Función	Equivalente a	Dominio	Rango (Valor Principal)
$y = \arcsin x$	$x = \sin y$	$-1 \leq x \leq 1$	$-\frac{\pi}{2} \leq y \leq \frac{\pi}{2}$
$y = \arccos x$	$x = \cos y$	$-1 \leq x \leq 1$	$0 \leq y \leq \pi$
$y = \arctan x$	$x = \tan y$	$-\infty < x < \infty$	$-\frac{\pi}{2} < y < \frac{\pi}{2}$
$y = \text{arccot } x$	$x = \cot y$	$-\infty < x < \infty$	$0 < y < \pi$

Relaciones Fundamentales

$$\arccos x = \frac{\pi}{2} - \arcsin x$$ $$\arcctg x = \frac{\pi}{2} - \arctan x$$

Relaciones entre Funciones Inversas (para $x \geq 0$)

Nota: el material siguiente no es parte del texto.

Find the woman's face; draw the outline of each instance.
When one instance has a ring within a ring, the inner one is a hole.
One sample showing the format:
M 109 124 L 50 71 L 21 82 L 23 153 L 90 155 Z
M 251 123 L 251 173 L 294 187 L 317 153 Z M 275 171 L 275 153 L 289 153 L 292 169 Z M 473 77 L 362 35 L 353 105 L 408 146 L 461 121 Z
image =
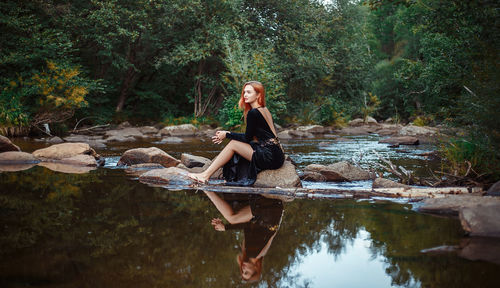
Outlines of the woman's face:
M 241 264 L 241 277 L 244 280 L 250 279 L 255 274 L 255 264 L 251 262 L 243 262 Z
M 245 89 L 243 89 L 243 98 L 245 98 L 245 103 L 247 104 L 252 104 L 253 102 L 257 101 L 257 98 L 259 95 L 257 95 L 257 92 L 253 88 L 252 85 L 248 84 L 245 86 Z

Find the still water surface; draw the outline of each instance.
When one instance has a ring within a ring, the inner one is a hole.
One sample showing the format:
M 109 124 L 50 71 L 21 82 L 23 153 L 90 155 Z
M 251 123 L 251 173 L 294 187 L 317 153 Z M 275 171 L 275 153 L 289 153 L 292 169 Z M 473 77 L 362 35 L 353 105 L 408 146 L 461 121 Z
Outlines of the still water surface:
M 319 143 L 331 140 L 291 141 L 285 149 L 299 170 L 353 157 L 373 168 L 371 149 L 421 173 L 422 167 L 438 165 L 416 156 L 432 146 L 398 153 L 378 144 L 375 136 L 352 139 L 326 146 Z M 220 149 L 196 141 L 182 147 L 153 145 L 176 157 L 181 152 L 213 157 Z M 16 144 L 24 151 L 44 145 Z M 223 217 L 203 191 L 149 187 L 113 167 L 123 151 L 153 145 L 119 144 L 98 151 L 108 164 L 87 174 L 44 167 L 0 173 L 0 286 L 497 287 L 500 265 L 467 260 L 460 252 L 465 249 L 422 253 L 442 245 L 464 247 L 470 239 L 457 219 L 416 213 L 404 201 L 296 199 L 282 203 L 281 213 L 267 210 L 274 204 L 254 205 L 259 217 L 249 225 L 264 230 L 216 231 L 211 220 Z M 370 185 L 365 182 L 345 187 Z M 218 197 L 237 210 L 257 196 Z M 271 214 L 280 216 L 279 226 L 270 225 L 276 222 Z M 269 243 L 260 281 L 254 283 L 242 281 L 237 261 L 245 248 L 252 250 L 249 243 L 261 243 L 255 244 L 256 253 Z M 485 243 L 479 248 L 498 249 L 498 241 Z

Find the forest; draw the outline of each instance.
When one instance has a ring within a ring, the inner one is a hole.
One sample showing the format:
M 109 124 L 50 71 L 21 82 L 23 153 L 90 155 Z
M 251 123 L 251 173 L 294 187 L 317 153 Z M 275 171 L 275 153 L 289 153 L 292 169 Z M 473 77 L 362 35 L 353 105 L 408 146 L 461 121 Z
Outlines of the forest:
M 280 125 L 372 116 L 455 127 L 463 132 L 442 147 L 451 163 L 498 178 L 499 8 L 493 0 L 6 0 L 0 128 L 234 127 L 242 85 L 257 80 Z

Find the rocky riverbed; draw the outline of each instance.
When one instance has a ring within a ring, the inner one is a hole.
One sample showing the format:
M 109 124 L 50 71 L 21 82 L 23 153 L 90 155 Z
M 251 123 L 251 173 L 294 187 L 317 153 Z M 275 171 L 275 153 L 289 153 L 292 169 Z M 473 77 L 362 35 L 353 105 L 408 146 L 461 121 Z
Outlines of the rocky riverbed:
M 0 153 L 0 170 L 4 172 L 19 171 L 39 165 L 59 172 L 87 173 L 103 165 L 109 167 L 109 164 L 105 164 L 106 157 L 99 155 L 96 150 L 106 151 L 108 146 L 113 147 L 117 143 L 128 143 L 129 146 L 134 146 L 134 143 L 141 141 L 141 143 L 149 143 L 149 145 L 141 146 L 149 147 L 128 149 L 121 155 L 116 156 L 119 159 L 116 164 L 113 163 L 112 165 L 125 168 L 129 175 L 135 175 L 143 183 L 193 188 L 197 185 L 186 177 L 186 173 L 203 171 L 210 165 L 211 159 L 190 153 L 182 153 L 179 158 L 176 158 L 170 155 L 169 151 L 164 151 L 155 146 L 175 145 L 182 147 L 192 141 L 193 138 L 209 143 L 210 137 L 216 130 L 218 128 L 214 129 L 209 126 L 197 128 L 191 124 L 167 126 L 158 129 L 153 126 L 132 127 L 124 123 L 115 129 L 99 130 L 92 133 L 89 130 L 86 134 L 71 134 L 64 138 L 33 139 L 30 141 L 36 141 L 41 145 L 49 145 L 49 147 L 36 149 L 32 153 L 21 151 L 8 138 L 2 136 L 0 137 L 0 151 L 2 152 Z M 378 135 L 379 143 L 386 143 L 384 145 L 390 145 L 388 147 L 396 149 L 400 145 L 414 146 L 430 143 L 436 141 L 438 135 L 443 134 L 437 128 L 379 124 L 370 119 L 367 123 L 353 120 L 348 127 L 343 129 L 310 125 L 290 129 L 277 127 L 277 131 L 279 131 L 279 138 L 283 141 L 323 139 L 318 143 L 318 147 L 322 149 L 328 148 L 332 145 L 331 143 L 349 143 L 352 141 L 352 138 L 349 137 L 359 135 Z M 314 195 L 314 197 L 341 195 L 344 198 L 407 197 L 414 199 L 414 201 L 424 198 L 436 198 L 420 202 L 417 205 L 419 211 L 460 215 L 464 230 L 467 232 L 473 235 L 500 235 L 500 227 L 496 225 L 496 221 L 488 218 L 490 216 L 497 217 L 498 215 L 495 213 L 480 213 L 484 209 L 489 209 L 487 211 L 495 211 L 495 209 L 500 211 L 500 209 L 497 209 L 500 208 L 500 203 L 494 197 L 483 197 L 484 193 L 479 188 L 450 187 L 431 189 L 412 187 L 380 178 L 380 173 L 366 169 L 359 163 L 354 165 L 350 161 L 338 161 L 326 165 L 325 163 L 311 163 L 305 166 L 302 165 L 302 167 L 299 164 L 298 167 L 297 163 L 295 163 L 297 160 L 300 160 L 300 158 L 296 158 L 292 154 L 287 157 L 287 161 L 282 168 L 260 173 L 255 184 L 255 187 L 259 188 L 254 189 L 254 193 L 272 191 L 272 194 L 282 194 L 287 197 L 298 195 Z M 227 189 L 220 186 L 221 174 L 221 171 L 218 171 L 213 176 L 211 185 L 219 187 L 215 188 L 215 190 Z M 328 187 L 328 183 L 353 183 L 356 181 L 369 181 L 371 187 L 362 187 L 362 189 L 357 190 Z M 318 183 L 320 186 L 315 188 L 311 183 Z M 302 188 L 302 186 L 305 187 Z M 264 188 L 271 190 L 265 190 Z M 252 191 L 252 189 L 249 191 Z M 489 193 L 495 192 L 489 191 Z M 463 194 L 463 196 L 457 194 Z M 467 199 L 474 200 L 469 201 Z M 451 209 L 449 203 L 457 204 Z M 452 211 L 452 213 L 449 213 L 449 211 Z M 484 224 L 490 222 L 491 225 Z M 479 225 L 475 223 L 479 223 Z

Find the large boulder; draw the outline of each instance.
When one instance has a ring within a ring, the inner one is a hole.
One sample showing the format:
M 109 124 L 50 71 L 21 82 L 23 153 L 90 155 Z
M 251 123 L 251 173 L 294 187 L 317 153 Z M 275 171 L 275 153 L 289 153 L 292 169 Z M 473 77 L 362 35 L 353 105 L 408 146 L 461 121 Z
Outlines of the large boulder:
M 378 143 L 387 143 L 392 145 L 418 145 L 419 141 L 418 138 L 412 136 L 399 136 L 382 139 L 378 141 Z
M 130 166 L 141 163 L 158 163 L 164 167 L 174 167 L 177 166 L 180 161 L 159 148 L 149 147 L 125 151 L 116 165 Z
M 410 188 L 411 186 L 394 182 L 385 178 L 375 178 L 372 183 L 372 188 Z
M 303 131 L 303 132 L 309 132 L 313 134 L 320 134 L 324 133 L 325 127 L 320 126 L 320 125 L 308 125 L 308 126 L 299 126 L 296 129 L 297 131 Z
M 162 136 L 194 136 L 196 127 L 193 124 L 167 126 L 159 132 Z
M 302 187 L 295 166 L 290 161 L 285 161 L 281 168 L 276 170 L 264 170 L 257 174 L 254 187 L 280 187 L 293 188 Z
M 203 167 L 205 165 L 210 165 L 212 161 L 205 157 L 182 153 L 181 163 L 184 164 L 187 168 L 193 168 L 193 167 Z
M 12 143 L 9 138 L 0 135 L 0 152 L 21 151 L 21 149 Z
M 306 166 L 304 172 L 320 173 L 326 181 L 357 181 L 371 179 L 368 171 L 358 168 L 349 162 L 342 161 L 330 165 L 311 164 Z
M 30 153 L 20 152 L 20 151 L 9 151 L 0 153 L 0 164 L 28 164 L 28 163 L 38 163 L 35 156 Z
M 500 237 L 500 203 L 464 207 L 459 213 L 460 223 L 472 236 Z
M 87 143 L 61 143 L 33 152 L 33 156 L 42 161 L 61 160 L 82 154 L 99 158 L 99 155 Z

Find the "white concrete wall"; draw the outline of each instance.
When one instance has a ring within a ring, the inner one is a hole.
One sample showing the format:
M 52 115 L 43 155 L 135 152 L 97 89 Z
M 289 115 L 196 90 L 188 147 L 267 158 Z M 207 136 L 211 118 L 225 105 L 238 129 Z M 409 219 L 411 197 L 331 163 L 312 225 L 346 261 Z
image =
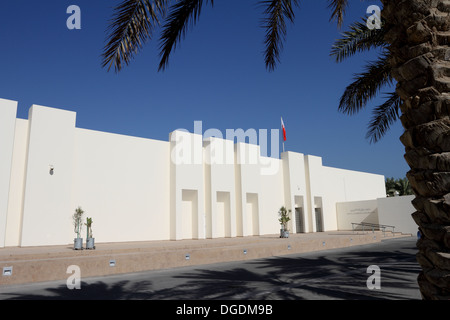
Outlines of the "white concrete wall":
M 324 221 L 326 230 L 336 230 L 336 203 L 371 200 L 386 196 L 384 176 L 324 166 Z
M 156 141 L 75 127 L 76 114 L 0 100 L 0 247 L 72 243 L 80 206 L 96 242 L 277 234 L 278 211 L 302 208 L 304 232 L 336 230 L 336 202 L 384 197 L 384 177 L 322 158 L 177 130 Z M 50 168 L 54 168 L 53 175 Z M 85 237 L 85 230 L 82 230 Z
M 410 233 L 415 236 L 418 227 L 411 217 L 415 211 L 411 204 L 413 199 L 414 196 L 402 196 L 337 203 L 338 229 L 352 230 L 352 222 L 368 222 L 394 226 L 395 232 Z
M 66 215 L 81 206 L 101 242 L 168 239 L 169 163 L 168 142 L 77 128 Z
M 325 191 L 341 201 L 356 201 L 386 196 L 384 176 L 353 170 L 323 167 L 327 177 Z M 331 192 L 333 191 L 333 192 Z
M 336 216 L 338 230 L 353 230 L 352 223 L 375 223 L 379 224 L 378 201 L 349 201 L 336 203 Z M 361 226 L 354 225 L 355 228 Z
M 0 247 L 5 246 L 17 102 L 0 99 Z
M 259 146 L 235 144 L 236 234 L 252 236 L 260 234 L 260 219 L 254 216 L 261 207 L 261 166 Z
M 291 221 L 288 223 L 288 229 L 292 232 L 300 232 L 297 230 L 297 221 L 295 216 L 295 208 L 301 207 L 303 219 L 308 223 L 306 213 L 306 171 L 304 155 L 296 152 L 284 152 L 281 154 L 283 165 L 284 179 L 284 206 L 291 210 Z M 305 223 L 305 221 L 304 221 Z
M 71 111 L 30 109 L 21 246 L 70 242 L 75 118 Z
M 315 207 L 321 207 L 324 231 L 337 230 L 336 203 L 385 197 L 384 176 L 332 168 L 322 158 L 304 156 L 306 172 L 306 232 L 316 232 Z
M 324 196 L 324 181 L 329 177 L 324 177 L 322 158 L 317 156 L 305 155 L 305 181 L 306 181 L 306 211 L 305 211 L 305 232 L 317 232 L 315 207 L 319 203 L 318 199 Z M 323 201 L 320 201 L 322 204 Z M 322 210 L 324 211 L 324 210 Z M 324 217 L 326 211 L 323 212 Z M 335 217 L 331 217 L 336 219 Z M 326 221 L 325 230 L 334 230 L 329 228 Z
M 276 234 L 280 232 L 280 223 L 278 222 L 278 211 L 282 206 L 286 206 L 284 192 L 284 170 L 280 159 L 261 157 L 262 162 L 272 168 L 278 168 L 271 172 L 261 175 L 261 199 L 259 210 L 260 234 Z M 264 173 L 264 171 L 262 171 Z
M 236 236 L 233 141 L 208 138 L 204 143 L 206 237 Z
M 176 130 L 170 134 L 170 226 L 172 240 L 204 239 L 204 168 L 202 136 Z M 183 204 L 183 202 L 185 202 Z M 189 204 L 190 202 L 190 204 Z M 187 210 L 192 210 L 188 212 Z M 183 234 L 183 225 L 192 228 Z
M 22 231 L 23 196 L 28 151 L 28 120 L 16 119 L 14 153 L 9 188 L 5 246 L 19 246 Z
M 416 209 L 411 204 L 415 196 L 388 197 L 377 199 L 380 224 L 395 226 L 396 232 L 416 236 L 418 226 L 411 214 Z

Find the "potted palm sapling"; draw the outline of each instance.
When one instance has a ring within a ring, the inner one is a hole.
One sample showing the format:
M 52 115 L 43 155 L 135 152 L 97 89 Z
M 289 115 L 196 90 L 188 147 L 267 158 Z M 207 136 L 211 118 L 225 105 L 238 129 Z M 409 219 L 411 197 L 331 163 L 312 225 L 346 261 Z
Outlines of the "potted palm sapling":
M 95 249 L 95 238 L 92 235 L 92 218 L 86 218 L 86 249 Z
M 83 225 L 83 214 L 84 211 L 81 207 L 75 209 L 75 213 L 72 216 L 74 232 L 77 234 L 77 237 L 73 239 L 73 248 L 75 250 L 83 249 L 83 238 L 81 238 L 81 226 Z
M 291 210 L 288 211 L 284 206 L 278 211 L 278 215 L 280 216 L 278 221 L 281 224 L 280 238 L 289 238 L 288 222 L 291 220 L 289 217 L 290 212 Z

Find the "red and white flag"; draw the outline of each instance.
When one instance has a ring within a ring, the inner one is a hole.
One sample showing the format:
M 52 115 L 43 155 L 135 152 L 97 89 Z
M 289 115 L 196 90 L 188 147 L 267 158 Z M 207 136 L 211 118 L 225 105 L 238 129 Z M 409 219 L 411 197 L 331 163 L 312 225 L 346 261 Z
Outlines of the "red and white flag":
M 281 117 L 281 129 L 283 129 L 283 141 L 286 141 L 286 127 L 284 126 L 283 117 Z

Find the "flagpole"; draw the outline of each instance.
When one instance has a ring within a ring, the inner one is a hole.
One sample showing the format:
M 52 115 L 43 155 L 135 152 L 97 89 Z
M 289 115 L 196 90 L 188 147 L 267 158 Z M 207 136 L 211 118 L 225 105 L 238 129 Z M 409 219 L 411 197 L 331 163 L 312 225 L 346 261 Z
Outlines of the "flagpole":
M 281 117 L 281 139 L 283 141 L 283 153 L 284 153 L 284 140 L 285 140 L 285 134 L 286 134 L 286 128 L 284 127 L 283 117 Z
M 284 152 L 284 139 L 283 139 L 283 118 L 281 118 L 281 134 L 280 134 L 280 140 L 281 140 L 281 144 L 283 145 L 283 151 L 281 151 L 281 153 Z M 281 154 L 280 154 L 281 157 Z

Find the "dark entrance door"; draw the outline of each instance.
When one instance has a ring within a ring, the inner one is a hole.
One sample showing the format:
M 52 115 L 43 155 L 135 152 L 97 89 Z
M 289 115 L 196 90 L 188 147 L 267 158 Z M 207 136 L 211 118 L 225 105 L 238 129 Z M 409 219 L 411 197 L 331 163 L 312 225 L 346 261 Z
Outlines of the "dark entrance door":
M 303 217 L 303 208 L 295 208 L 295 224 L 297 233 L 303 233 L 305 232 L 304 227 L 305 219 Z
M 316 232 L 323 232 L 322 208 L 316 208 Z

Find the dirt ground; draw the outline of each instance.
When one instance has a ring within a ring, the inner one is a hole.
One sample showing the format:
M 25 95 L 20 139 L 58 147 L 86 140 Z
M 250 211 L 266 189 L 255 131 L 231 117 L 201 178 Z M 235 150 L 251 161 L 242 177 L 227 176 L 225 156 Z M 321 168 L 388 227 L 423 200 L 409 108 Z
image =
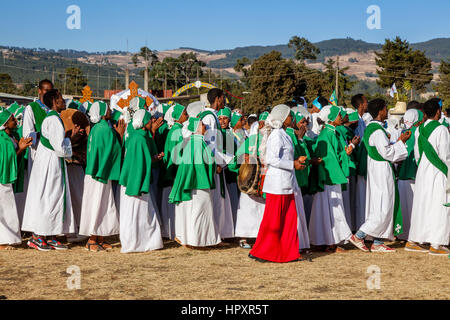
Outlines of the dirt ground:
M 400 242 L 396 253 L 347 245 L 344 253 L 274 264 L 249 259 L 234 243 L 205 251 L 169 241 L 162 250 L 121 254 L 117 239 L 110 240 L 112 252 L 88 252 L 81 244 L 0 252 L 0 299 L 450 299 L 450 259 L 406 252 Z M 81 288 L 69 290 L 73 265 Z M 367 287 L 370 266 L 380 270 L 379 289 Z

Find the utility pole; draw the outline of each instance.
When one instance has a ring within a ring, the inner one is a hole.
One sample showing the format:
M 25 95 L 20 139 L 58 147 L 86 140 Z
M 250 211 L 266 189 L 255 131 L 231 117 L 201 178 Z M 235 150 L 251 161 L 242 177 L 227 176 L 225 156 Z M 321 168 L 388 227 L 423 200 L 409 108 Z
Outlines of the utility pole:
M 198 71 L 198 66 L 197 66 L 197 81 L 199 81 L 199 71 Z M 200 95 L 200 88 L 197 88 L 197 94 Z
M 144 70 L 144 91 L 148 92 L 148 50 L 147 41 L 145 41 L 145 70 Z
M 222 69 L 220 69 L 220 89 L 223 89 L 223 85 L 222 85 Z
M 100 88 L 100 65 L 97 65 L 97 97 L 100 97 L 99 88 Z
M 177 84 L 177 69 L 175 69 L 175 92 L 178 91 L 178 84 Z
M 164 71 L 164 95 L 167 91 L 167 71 Z
M 336 99 L 339 101 L 339 56 L 336 63 Z
M 67 73 L 64 73 L 64 94 L 66 94 Z
M 128 39 L 127 39 L 127 56 L 128 56 Z M 130 72 L 128 70 L 128 59 L 127 59 L 127 67 L 125 69 L 125 90 L 130 86 Z

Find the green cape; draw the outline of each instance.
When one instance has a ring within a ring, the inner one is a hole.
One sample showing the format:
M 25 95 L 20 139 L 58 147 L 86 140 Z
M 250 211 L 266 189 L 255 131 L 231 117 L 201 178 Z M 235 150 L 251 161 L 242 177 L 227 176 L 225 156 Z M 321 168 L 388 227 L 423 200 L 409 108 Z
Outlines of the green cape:
M 87 144 L 86 174 L 93 179 L 107 183 L 119 180 L 122 148 L 114 129 L 102 119 L 89 133 Z
M 150 190 L 151 172 L 150 138 L 145 130 L 136 130 L 125 149 L 119 184 L 126 187 L 126 195 L 140 196 Z
M 193 134 L 183 149 L 177 176 L 169 195 L 170 203 L 192 199 L 192 190 L 215 189 L 216 165 L 202 135 Z
M 164 158 L 161 164 L 161 173 L 159 174 L 158 186 L 160 188 L 173 185 L 177 175 L 178 165 L 174 160 L 180 162 L 183 147 L 183 125 L 175 122 L 167 134 L 166 144 L 164 145 Z
M 347 184 L 349 160 L 345 152 L 345 141 L 332 125 L 325 125 L 320 132 L 314 154 L 322 158 L 317 168 L 318 191 L 323 191 L 325 185 Z

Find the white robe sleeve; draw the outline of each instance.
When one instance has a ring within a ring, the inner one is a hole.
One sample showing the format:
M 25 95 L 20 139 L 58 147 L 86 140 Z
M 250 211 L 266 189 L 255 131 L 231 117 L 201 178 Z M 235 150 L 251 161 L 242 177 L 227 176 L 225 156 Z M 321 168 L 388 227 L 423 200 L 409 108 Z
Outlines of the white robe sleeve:
M 267 140 L 266 164 L 283 170 L 293 170 L 294 161 L 283 160 L 283 140 L 279 132 L 273 131 Z
M 36 133 L 36 127 L 35 127 L 35 119 L 34 119 L 34 113 L 33 109 L 31 109 L 31 106 L 28 105 L 25 108 L 24 114 L 23 114 L 23 137 L 25 138 L 33 138 L 33 147 L 36 147 L 37 143 L 37 133 Z
M 212 151 L 216 163 L 221 167 L 225 167 L 226 165 L 228 165 L 228 163 L 230 163 L 233 160 L 234 155 L 229 155 L 227 153 L 223 153 L 218 150 L 217 148 L 218 128 L 216 119 L 212 115 L 207 115 L 202 119 L 202 122 L 206 126 L 206 133 L 204 135 L 206 145 Z
M 375 131 L 369 138 L 369 145 L 377 148 L 383 159 L 389 162 L 403 161 L 408 157 L 408 150 L 403 141 L 390 144 L 389 139 L 381 130 Z
M 64 127 L 56 116 L 48 117 L 42 122 L 42 135 L 49 140 L 58 157 L 72 157 L 72 144 L 69 138 L 65 138 Z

Función	Expresiones Equivalentes
$\arcsin x$	$\arccos \sqrt{1-x^2} = \arctan \frac{x}{\sqrt{1-x^2}} = \text{arccot } \frac{\sqrt{1-x^2}}{x}$
$\arccos x$	$\arcsin \sqrt{1-x^2} = \arctan \frac{\sqrt{1-x^2}}{x} = \text{arccot } \frac{x}{\sqrt{1-x^2}}$
$\arctan x$	$\arcsin \frac{x}{\sqrt{1+x^2}} = \arccos \frac{1}{\sqrt{1+x^2}} = \text{arccot } \frac{1}{x}$
$\text{arccot } x$	$\arcsin \frac{1}{\sqrt{1+x^2}} = \arccos \frac{x}{\sqrt{1+x^2}} = \arctan \frac{1}{x}$

Comportamiento con Argumentos Negativos

$$\arcsin(-x) = -\arcsin x$$ $$\arccos(-x) = \pi - \arccos x$$ $$\arctan(-x) = -\arctan x$$ $$\text{arccot}(-x) = \pi - \text{arccot } x$$

Teoremas de Adición

$$\arcsin a \pm \arcsin b = \arcsin\left(a\sqrt{1-b^2} \pm b\sqrt{1-a^2}\right)$$ $$\arccos a \pm \arccos b = \arccos\left(ab \mp \sqrt{(1-a^2)(1-b^2)}\right)$$ $$\arctan a \pm \arctan b = \arctan\left(\frac{a \pm b}{1 \mp ab}\right)$$ $$\arcctg a \pm \arcctg b = \arcctg\left(\frac{ab \mp 1}{b \pm a}\right)$$